Just a few days ago, in "A Positive News Day," I noted how the actions of Republican members of Congress speak much louder than their words in revealing that most of them consider big business as their true constituency. There are many who pay dedicated lip service to other constituencies such as small business (whose problems they do nothing to address - see below) and the elderly (the GOP strenuously opposed passage of Medicare, but its current members now find it politically expedient to defend it from dangers it doesn't face).
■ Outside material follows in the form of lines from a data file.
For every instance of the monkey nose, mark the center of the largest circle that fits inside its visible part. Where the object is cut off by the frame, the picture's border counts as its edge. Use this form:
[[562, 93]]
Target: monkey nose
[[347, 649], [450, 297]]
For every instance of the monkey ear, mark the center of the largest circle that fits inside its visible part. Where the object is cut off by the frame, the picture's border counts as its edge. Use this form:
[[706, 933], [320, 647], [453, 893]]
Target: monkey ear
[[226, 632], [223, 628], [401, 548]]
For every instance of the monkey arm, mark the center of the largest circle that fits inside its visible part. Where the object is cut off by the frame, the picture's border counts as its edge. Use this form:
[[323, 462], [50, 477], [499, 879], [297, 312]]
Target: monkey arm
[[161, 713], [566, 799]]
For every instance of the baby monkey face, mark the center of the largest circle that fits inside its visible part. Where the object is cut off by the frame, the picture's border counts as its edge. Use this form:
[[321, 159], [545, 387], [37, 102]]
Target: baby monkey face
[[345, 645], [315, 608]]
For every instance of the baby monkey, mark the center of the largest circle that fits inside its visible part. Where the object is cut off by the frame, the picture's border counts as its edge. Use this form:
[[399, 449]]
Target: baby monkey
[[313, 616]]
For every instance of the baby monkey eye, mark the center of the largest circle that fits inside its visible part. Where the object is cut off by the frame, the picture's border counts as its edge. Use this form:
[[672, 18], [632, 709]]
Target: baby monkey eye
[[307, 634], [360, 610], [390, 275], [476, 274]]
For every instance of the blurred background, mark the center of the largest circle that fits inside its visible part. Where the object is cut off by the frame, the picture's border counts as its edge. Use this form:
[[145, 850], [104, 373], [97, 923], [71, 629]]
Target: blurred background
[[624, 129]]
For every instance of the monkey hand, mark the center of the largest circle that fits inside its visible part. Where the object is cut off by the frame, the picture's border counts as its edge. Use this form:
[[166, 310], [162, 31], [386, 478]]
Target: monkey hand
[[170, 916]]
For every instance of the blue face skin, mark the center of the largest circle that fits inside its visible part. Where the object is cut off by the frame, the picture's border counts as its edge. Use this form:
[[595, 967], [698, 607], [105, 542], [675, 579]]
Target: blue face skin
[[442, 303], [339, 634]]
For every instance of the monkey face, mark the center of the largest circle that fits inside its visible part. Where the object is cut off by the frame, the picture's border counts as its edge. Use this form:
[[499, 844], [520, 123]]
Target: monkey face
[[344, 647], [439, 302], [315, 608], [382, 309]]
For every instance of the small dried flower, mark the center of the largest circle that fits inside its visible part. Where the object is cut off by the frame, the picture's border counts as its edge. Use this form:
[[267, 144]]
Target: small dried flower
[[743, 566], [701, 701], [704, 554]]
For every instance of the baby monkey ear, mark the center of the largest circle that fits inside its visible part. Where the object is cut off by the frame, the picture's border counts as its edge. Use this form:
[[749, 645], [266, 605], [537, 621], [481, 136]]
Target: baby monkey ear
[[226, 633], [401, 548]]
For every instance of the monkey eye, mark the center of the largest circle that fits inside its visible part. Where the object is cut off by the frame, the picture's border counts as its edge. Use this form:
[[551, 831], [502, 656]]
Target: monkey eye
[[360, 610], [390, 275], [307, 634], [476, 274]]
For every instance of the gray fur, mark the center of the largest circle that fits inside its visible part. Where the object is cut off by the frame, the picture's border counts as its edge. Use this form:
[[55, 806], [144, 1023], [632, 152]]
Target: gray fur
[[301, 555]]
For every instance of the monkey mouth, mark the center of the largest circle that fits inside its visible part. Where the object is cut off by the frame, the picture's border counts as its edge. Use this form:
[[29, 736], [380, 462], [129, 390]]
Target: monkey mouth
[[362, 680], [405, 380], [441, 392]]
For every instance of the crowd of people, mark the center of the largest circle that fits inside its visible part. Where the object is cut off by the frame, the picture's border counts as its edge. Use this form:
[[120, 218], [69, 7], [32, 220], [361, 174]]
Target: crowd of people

Lip service is one thing, but oral sex is another, and that (oh, figuratively speaking, of course!), the GOP legislators reserve exclusively for their best clients -- the giants in sectors like insurance, banking, pharmaceuticals, and energy. Thus, the "doughnut hole" in the Medicare prescription drug benefit, the only major piece of social legislation to be passed by six years' worth of Republican Congresses, is a loophole through which you could drive a large pharmaceutical truck loaded with stacks of hundred-dollar bills (the preferred medium of exchange of drug dealers).
Similar conclusions can be drawn from the recent skirmish in Congress over "reimportation" -- i.e., the idea of cutting Medicare costs for drugs by importing them from countries where they are cheaper. The proposal was soundly defeated by Republicans, and some Democrats joined them in killing it. But if the whole idea of reimportation sounds ludicrous to you, or if you might wonder why drugs made in the U.S. are much, much cheaper in Canada and elsewhere, you'd need to look again to the Republicans, who engineered into the drug benefit a clause forbidding Medicare to bargain on price. Now, there's free enterprise and competition at work for you! - and it's brought to you by the same people who claim to represent small business interests.
I am grateful to a reader for calling to my attention Paul Krugman's column "Disaster and Denial" which is an excellent review of how in current Republican thinking, dogma trumps fact, and mirage overcomes reality, resulting in a refusal to learn from empirical evidence. Krugman is writing about regulation in the financial sector, but the point applies equally well to health care, and even to defense.